きえもの

きえもの 162

先生との事⑩ -浙江省の旅③-
 
 チョイ悪君が上海に現れた理由は「日本の友人が入国したから」です。ビザはそう簡単に下りませんし、入国しても2週間の隔離。その後7日間その地で経過観察を経て、ようやく携帯アプリを使ったグリーンパスが交付されます(写真1)。このパスには現在の滞在場所が登録されていて、登録地域内で感染者が出ると、赤色に代わり地域単位で即刻隔離されるとのことです。他の省に移動するときは改めて申請をしてその省のパスを取得するとのことで、以前のように気楽な中国旅行など程遠い厳重さ。食事など入店時にも提示を求められるそうです。チョイ悪君から友人の隔離生活中の写真を送ってくれました。部屋の前には台が置かれ、食事が置かれます(写真2)。食事を取り入れる時とゴミを出す時だけドアの開閉が出来ますが、廊下に出ることはできません。半面室内は快適。食事内容も変化があって味も良し。難を言えば量が多くて食べ過ぎで、入国時より太ってしまったことだとか(写真3)。
 
 嘉興には浙江省三大名湖の1つ「南湖」があります。明代湖底の泥を積み上げて作られた人口島「湖心島」に「煙雨楼(エンウロウ)」があります。湖心島には遊覧船で渡ります。昨晩遅くまで「天籟閣」探索に奔走し、一夜にして龍洲先生の信頼を得た敏腕ガイド「斯(ス) 海涛(カイトウ)」さん。「立て板に水」とはこの事かと思う澱みない流暢な日本語です。

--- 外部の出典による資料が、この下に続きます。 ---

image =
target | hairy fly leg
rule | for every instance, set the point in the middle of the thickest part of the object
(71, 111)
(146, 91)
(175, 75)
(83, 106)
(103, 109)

彼がこの後、私の運命に大きく影響するとは夢にも思っていませんでしたが(写真4)。
 
 璞社の大先輩からのご助言で「古鎮狂」などと名乗っていますが、この頃は古鎮とは何なのかを知る由も無く、その魅力に引き込まれるなど想像すらしていませんでした。春の花が咲き乱れる南湖を後に向かったのは、江南水郷古鎮の代名詞ともいえる「烏(ウ)鎮(チン)」です。烏鎮はその規模と大きさ。そして美しさから、中国全土にその観光資源としての重要さを知らしめました。古鎮区域に入ると商店街に並行してクリークがあり、所々に石の小橋が掛かります。手漕ぎの木造船から街を眺めながら遊覧するのです。橋の上から「北條エエ眺めやろ」と街を眺めておられた先生を思い出しました(写真5)。


写真1
これが何よりの身分証明証。我が国のとは大違いのアプリ。

写真2
入国者をベストな状態で隔離する設備数の問題もあり、容易に入国は出来ません。

写真3
これを日に 3回。確かにたっぷり過ぎる食事。

写真4
「話し出すと止まらない」という彼の事をこの時私はまだ知らない。

写真5
古鎮狂の始まりはここからでした。